Sound absorption (part 2)

Sound absorption applications

In the last article we defined sound absorption and the coefficient to measure it. This time we will explore its most popular applications.

Fig. 1. Dodecahedral source in anechoic room.

Acoustic treatment

The absorption coefficient shows us what percentage of sound is absorbed by a material. The higher the coefficient, the higher the absorption. As we see in the table, the coefficient varies with frequency. Some materials absorbe more high frequencies than low frequencies and viceversa. Some materials don't absorbe almost any sound at all, like the poured concrete.

Fig. 2. Absorption coefficients.

This means that, if we are in an empty room with concrete on the floor, walls and ceiling, almost all of the sound energy will bounce back and forth. It's like throwing a lot of ping pong balls in all directions. All these reflections will create a very long reverberation time. This reverb time will depend on the room size too, the bigger the room, the longer the reverb time.

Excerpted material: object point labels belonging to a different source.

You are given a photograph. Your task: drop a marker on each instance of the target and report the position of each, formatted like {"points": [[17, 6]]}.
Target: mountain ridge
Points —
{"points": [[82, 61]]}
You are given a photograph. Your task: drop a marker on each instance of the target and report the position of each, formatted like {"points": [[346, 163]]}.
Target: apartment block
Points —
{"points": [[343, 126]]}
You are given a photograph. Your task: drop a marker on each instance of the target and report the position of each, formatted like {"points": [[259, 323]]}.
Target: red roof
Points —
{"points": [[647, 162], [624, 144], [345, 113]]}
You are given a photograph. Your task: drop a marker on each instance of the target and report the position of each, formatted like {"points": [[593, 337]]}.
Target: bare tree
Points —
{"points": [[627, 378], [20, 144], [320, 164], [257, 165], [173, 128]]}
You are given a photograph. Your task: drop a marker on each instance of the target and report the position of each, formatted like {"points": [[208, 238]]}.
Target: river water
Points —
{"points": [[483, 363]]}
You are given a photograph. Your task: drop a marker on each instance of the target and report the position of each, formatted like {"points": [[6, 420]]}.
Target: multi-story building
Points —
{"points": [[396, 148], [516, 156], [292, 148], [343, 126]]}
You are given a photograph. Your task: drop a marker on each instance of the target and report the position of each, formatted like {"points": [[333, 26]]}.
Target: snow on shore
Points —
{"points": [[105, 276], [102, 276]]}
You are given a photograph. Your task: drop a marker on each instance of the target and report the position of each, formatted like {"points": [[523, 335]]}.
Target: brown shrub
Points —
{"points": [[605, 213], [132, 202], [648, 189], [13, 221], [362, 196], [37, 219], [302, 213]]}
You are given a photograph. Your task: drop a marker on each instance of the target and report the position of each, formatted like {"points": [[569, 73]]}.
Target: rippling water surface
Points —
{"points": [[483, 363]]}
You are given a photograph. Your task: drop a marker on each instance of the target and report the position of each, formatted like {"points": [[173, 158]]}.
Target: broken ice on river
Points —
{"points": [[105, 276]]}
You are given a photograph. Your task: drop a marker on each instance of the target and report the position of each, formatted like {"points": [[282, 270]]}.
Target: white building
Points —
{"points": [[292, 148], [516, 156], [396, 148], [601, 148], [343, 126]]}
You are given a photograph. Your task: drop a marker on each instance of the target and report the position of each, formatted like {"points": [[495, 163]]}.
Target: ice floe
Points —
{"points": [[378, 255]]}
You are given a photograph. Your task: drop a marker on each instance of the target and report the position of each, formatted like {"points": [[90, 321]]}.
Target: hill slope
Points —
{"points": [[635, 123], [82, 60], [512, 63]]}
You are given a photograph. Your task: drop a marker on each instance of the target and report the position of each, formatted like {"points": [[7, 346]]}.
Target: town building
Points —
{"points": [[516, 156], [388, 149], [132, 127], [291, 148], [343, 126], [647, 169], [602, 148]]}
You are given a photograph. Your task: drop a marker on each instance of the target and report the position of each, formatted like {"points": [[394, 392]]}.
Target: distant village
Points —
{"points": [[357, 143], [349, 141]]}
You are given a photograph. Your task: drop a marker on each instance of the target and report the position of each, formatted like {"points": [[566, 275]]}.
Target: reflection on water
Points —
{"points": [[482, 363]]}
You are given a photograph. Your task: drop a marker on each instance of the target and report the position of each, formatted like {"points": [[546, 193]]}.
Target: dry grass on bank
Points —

A place like this could or could not be right for acoustical applications. This depends on the purpose of the room. For example, if we play a flute in a room like that, we may like the sound we get as the reverb can enhance the sound of acoustic instruments. On the other hand, if we set a loudspeaker or an audio system in that kind of room, we won't hear very clear. This is because that amount of reverb can "blur" the original sound. A possible solution would be to treat the room with more absorbent material.

There are many comercial products for this, like the acoustic foams or panels. The big advantage of these materials is that they have very high absorption coefficients and thus, they can help us to control the reverb time in that room. The amount of material and its distribution in the room is a little more complicated subject. It's recommended to ask an acoustic consultant for that.

To make this concept clearer, here it is a little app that estimates the reverberation time (RT60) for different materials and room sizes.

Fig. 3. Studio with acoustic panels to control reverb time.

Noise Reduction Coefficient (NRC)

It's common that many acoustic products don't show the absorption coefficient tables. Instead, the manufacturer may give us a single number called Noise Reduction Coefficient (NRC). For example, a typical acoustic foam could have an NRC = 0.9. The NRC is an average of the absorption coefficients at 250, 500, 1000 and 2000 Hz. The NRC is used for simplicity, as it allows us to know how good a material is for sound absorption. In other words, the NRC makes simpler the comparison between different materials. Anyway, to know the absorption coefficient per band allows us to make better decisions when treating high, mid or low frequencies in a room.

As we can see, the sound absorption plays a very important role for room treatment. There are other important considerations too, like sound diffusion or soundproofing. We will talk about that in next articles. See you!